2. Drain, and add the florets to boiling water: return to the boil and continue for 3-4 minutes until tender. Drain.
3. In an 18cm non-stick tortilla pan; melt the butter with the oil. Add the florets and sauté until lightly browned.
4. Season the florets. 
5. Whisk the eggs and season; pour into florets and stir on a medium heat for 30 seconds. Then using a silicon spatula; separate the setting mixture from the pan. Shake the pan from time to time.
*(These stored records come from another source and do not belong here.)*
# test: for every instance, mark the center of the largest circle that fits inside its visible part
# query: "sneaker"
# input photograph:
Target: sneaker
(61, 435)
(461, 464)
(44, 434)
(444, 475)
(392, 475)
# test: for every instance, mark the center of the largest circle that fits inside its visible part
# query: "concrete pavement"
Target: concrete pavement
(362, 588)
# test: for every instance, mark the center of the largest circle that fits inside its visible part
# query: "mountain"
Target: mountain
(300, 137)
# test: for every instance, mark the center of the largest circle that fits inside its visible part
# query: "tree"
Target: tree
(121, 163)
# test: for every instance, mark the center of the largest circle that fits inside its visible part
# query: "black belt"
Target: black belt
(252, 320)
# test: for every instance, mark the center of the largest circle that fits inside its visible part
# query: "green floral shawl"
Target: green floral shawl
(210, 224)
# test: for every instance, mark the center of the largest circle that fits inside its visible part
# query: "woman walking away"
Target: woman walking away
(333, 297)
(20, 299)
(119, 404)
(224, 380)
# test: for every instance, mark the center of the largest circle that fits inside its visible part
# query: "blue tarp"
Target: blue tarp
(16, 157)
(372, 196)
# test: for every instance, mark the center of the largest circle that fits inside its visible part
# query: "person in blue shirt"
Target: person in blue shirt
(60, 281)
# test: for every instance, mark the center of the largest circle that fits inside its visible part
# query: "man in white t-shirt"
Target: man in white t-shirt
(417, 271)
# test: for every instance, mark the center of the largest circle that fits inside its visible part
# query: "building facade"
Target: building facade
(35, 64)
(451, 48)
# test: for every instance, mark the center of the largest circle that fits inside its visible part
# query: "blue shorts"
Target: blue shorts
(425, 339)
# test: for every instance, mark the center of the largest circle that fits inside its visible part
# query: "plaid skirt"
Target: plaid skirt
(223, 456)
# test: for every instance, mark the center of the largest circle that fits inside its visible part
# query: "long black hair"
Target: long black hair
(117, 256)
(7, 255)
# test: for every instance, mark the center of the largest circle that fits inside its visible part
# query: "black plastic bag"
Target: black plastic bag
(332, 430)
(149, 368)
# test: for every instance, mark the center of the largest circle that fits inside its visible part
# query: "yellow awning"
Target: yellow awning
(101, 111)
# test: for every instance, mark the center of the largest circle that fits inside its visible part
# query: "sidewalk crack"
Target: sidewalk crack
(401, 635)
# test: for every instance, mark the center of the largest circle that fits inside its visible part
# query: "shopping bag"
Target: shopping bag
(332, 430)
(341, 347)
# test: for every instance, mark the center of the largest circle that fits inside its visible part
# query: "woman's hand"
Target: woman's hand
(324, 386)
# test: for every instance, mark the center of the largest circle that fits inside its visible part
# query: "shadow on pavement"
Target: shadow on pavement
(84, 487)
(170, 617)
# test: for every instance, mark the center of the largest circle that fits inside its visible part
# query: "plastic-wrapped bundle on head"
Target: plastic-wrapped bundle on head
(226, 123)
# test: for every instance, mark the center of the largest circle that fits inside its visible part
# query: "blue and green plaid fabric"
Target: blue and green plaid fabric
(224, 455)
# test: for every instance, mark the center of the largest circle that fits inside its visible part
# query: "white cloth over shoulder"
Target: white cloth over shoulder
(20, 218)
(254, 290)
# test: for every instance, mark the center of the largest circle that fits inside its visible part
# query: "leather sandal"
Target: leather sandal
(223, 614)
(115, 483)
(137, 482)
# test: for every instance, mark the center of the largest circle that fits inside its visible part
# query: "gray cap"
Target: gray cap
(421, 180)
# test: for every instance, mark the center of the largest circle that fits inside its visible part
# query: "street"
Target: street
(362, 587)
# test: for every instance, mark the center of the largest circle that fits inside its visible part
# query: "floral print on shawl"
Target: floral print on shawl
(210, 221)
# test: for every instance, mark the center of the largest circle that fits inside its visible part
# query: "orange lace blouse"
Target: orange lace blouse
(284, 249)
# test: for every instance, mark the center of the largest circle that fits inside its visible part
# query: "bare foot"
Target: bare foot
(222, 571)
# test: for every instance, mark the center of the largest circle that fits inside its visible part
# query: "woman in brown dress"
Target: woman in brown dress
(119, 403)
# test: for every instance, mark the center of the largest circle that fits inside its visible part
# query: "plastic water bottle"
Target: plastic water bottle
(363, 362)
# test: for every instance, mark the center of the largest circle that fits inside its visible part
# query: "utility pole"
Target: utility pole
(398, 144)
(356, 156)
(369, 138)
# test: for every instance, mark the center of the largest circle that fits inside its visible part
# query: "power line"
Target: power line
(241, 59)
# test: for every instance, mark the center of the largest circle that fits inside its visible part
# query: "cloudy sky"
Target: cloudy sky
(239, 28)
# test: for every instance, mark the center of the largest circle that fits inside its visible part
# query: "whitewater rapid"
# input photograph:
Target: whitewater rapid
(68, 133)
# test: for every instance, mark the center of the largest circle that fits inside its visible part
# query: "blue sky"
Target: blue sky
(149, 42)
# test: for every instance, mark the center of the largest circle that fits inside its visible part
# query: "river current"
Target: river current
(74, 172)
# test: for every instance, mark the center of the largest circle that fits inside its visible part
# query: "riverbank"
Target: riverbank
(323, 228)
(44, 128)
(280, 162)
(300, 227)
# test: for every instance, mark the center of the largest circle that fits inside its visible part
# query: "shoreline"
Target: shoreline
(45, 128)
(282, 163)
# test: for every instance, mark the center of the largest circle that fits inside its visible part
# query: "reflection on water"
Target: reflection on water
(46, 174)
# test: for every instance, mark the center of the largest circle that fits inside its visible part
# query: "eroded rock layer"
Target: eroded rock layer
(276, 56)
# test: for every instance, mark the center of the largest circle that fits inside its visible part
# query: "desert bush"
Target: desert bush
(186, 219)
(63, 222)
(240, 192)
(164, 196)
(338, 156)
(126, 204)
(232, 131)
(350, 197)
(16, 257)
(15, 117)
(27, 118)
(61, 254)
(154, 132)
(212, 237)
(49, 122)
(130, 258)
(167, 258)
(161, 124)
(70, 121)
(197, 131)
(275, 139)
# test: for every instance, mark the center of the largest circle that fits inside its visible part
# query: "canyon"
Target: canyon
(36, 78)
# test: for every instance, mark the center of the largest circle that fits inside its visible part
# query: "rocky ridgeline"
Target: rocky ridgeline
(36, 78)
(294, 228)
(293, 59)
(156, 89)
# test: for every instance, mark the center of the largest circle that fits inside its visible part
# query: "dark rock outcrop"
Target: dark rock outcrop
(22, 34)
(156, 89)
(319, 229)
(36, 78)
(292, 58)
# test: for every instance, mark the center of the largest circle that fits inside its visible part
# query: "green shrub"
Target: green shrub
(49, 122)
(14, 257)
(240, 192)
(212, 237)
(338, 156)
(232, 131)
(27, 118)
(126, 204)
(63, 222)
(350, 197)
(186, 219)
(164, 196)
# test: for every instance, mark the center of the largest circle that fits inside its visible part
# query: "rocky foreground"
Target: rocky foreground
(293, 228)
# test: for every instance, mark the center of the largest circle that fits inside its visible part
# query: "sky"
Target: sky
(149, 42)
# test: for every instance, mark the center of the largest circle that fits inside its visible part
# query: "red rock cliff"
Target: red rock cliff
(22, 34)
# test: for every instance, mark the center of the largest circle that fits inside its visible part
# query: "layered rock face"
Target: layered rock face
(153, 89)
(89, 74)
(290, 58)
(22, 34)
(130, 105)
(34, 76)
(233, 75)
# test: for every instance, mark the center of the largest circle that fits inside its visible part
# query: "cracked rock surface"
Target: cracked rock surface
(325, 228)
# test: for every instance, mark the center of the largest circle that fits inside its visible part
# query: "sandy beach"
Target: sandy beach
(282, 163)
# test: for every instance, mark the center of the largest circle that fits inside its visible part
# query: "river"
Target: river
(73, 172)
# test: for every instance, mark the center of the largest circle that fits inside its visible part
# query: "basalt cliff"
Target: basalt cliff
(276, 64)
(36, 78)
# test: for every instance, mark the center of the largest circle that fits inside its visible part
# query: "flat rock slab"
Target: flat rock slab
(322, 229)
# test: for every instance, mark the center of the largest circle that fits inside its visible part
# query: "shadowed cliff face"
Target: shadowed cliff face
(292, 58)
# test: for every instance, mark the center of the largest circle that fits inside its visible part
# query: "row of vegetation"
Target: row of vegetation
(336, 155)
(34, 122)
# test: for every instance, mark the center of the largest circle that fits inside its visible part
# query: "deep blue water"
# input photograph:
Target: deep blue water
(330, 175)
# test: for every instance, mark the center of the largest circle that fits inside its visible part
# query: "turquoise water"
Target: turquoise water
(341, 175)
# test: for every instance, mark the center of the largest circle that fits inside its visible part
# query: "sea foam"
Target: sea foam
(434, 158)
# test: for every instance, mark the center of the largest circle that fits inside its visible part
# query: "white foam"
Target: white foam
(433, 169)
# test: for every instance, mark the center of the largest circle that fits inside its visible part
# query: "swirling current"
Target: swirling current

Continue to cook until the underside starts to colour.
6. Place a plate over the pan; flip it over and slide the tortilla back into the pan (uncooked-side down).
7. Return to the heat and cook until the underside is lightly browned and the tortilla is set.


16/06/2014

Shakshouka


serves 2

1kg fresh, mixed tomatoes
2 tbsp olive oil
5 garlic cloves
3 sun-dried tomatoes, finely chopped
1 tsp Maldon sea salt
1 tsp brown sugar
2 level tsp Pimenton de la Vera-sweet
2 organic free-range eggs
a handful of coriander leaves

1. Roughly chop the tomatoes: finely chop or crush the garlic.
2. Heat the oil in a thick-bottomed pan and simmer all the ingredients (except the eggs and coriander) for 15 minutes.
3. Break the eggs into the mixture and cover and continue to simmer until the eggs are just set.
4. Remove from the heat and sprinkle over the coriander.
5. Serve with crisp, fresh bread (e.g. fougasse).